I think that’s part of the reason I tend to appreciate it when people share their experiences along with their conclusions, as opposed to just talking about their opinions. I may not agree with your opinions, but I might still learn from your experiences. Sharing experiences gives us more common ground, even if, in the end, we don’t share the same conclusion.


There’s one more aspect I want touch on; something I noticed this morning.

I was tired, and dreaming, and realizing that I needed to wake up. But again, I was tired, and waking up is hard. It was quite tempting to just lay down and keep on dreaming instead of waking up to the day. Waking up was a choice I had to make, and it was harder to wake up than it was to stay asleep.

This is an aspect of choice that we all have in our lives. It’s often harder to “wake up” than it is to stay asleep, and this allegorical choice we make of whether to dream or to wake affects our experiences. Those experiences, in turn, go on to affect our beliefs about reality.

We can choose to deny ourselves experiences that will change our beliefs because we are afraid or because it is more difficult to wake up than it is to stay asleep. The beliefs that we come to while we choose to dream may be genuine, but they may not be based on reality. We have a responsibility to ourselves to “wake up” if we are dreaming, or we will face the untold consequences of not seeing the world for what it is.
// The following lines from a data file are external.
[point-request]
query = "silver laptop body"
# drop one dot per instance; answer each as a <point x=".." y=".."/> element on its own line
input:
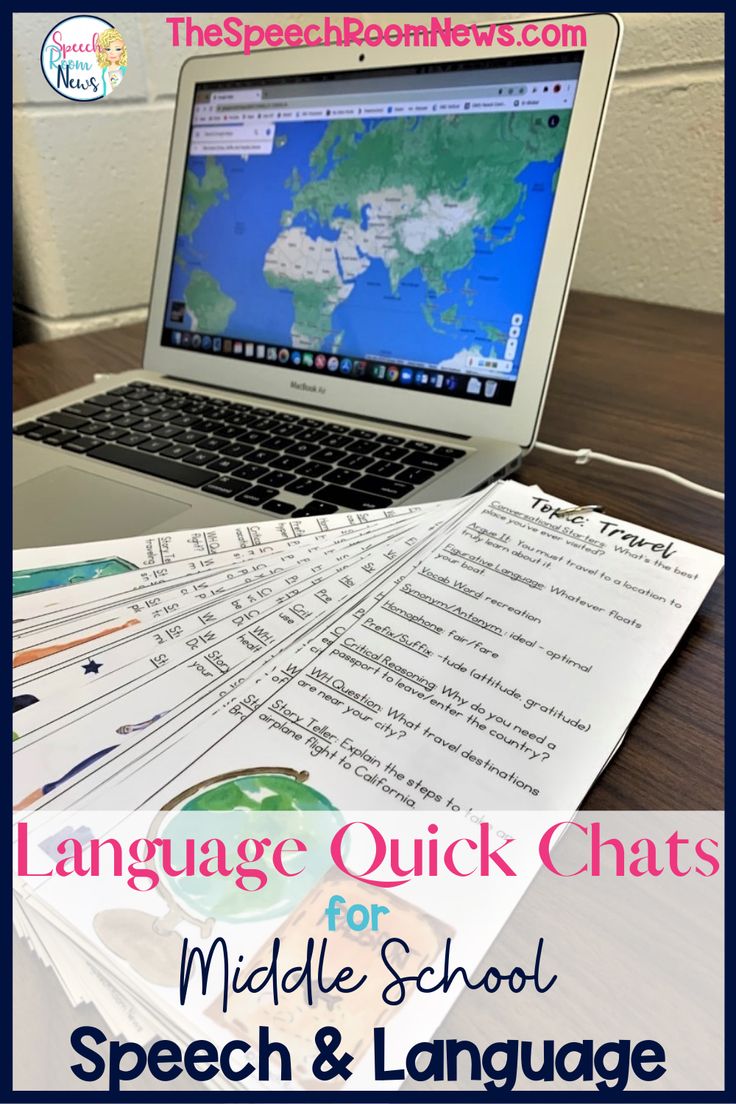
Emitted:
<point x="361" y="274"/>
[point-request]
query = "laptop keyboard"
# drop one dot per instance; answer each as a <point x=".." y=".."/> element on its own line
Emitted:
<point x="278" y="462"/>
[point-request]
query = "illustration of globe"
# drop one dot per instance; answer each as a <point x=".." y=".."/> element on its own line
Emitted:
<point x="265" y="803"/>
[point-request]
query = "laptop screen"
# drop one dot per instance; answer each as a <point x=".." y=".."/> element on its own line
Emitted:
<point x="387" y="227"/>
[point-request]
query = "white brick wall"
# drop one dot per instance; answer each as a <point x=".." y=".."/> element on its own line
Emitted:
<point x="88" y="178"/>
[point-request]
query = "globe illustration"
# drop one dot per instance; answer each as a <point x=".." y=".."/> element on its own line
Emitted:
<point x="272" y="803"/>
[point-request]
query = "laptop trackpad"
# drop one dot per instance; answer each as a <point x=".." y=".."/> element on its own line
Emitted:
<point x="68" y="506"/>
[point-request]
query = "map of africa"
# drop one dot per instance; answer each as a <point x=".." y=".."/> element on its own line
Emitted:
<point x="397" y="239"/>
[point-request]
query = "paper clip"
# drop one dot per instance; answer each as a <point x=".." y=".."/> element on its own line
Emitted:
<point x="577" y="509"/>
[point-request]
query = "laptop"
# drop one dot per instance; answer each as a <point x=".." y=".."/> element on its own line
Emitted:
<point x="362" y="266"/>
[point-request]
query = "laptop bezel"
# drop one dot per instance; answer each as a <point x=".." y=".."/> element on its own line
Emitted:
<point x="516" y="423"/>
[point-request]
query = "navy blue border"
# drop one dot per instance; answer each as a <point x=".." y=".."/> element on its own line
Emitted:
<point x="727" y="1096"/>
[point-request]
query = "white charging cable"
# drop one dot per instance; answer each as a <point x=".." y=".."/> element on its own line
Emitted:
<point x="585" y="455"/>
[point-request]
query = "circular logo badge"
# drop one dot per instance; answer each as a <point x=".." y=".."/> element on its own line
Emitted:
<point x="84" y="57"/>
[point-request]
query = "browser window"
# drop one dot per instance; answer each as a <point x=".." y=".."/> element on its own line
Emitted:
<point x="386" y="227"/>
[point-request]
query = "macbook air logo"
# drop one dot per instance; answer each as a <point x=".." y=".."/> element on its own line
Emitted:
<point x="312" y="388"/>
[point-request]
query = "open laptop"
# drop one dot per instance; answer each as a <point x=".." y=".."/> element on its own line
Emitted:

The crazy thing about dreams is that no matter how insane they get, we often don’t even realize how senseless they were until we wake up and think back on them. As soon as we begin our day, the beliefs we may have had in the dream fade quickly because they aren’t matching the experiences of our waking life.

Take from this what you will. It’s merely some of my thoughts on my own experiences. The ideas had been running around in my head for the last week, so I figured I’d write them down while I still had them.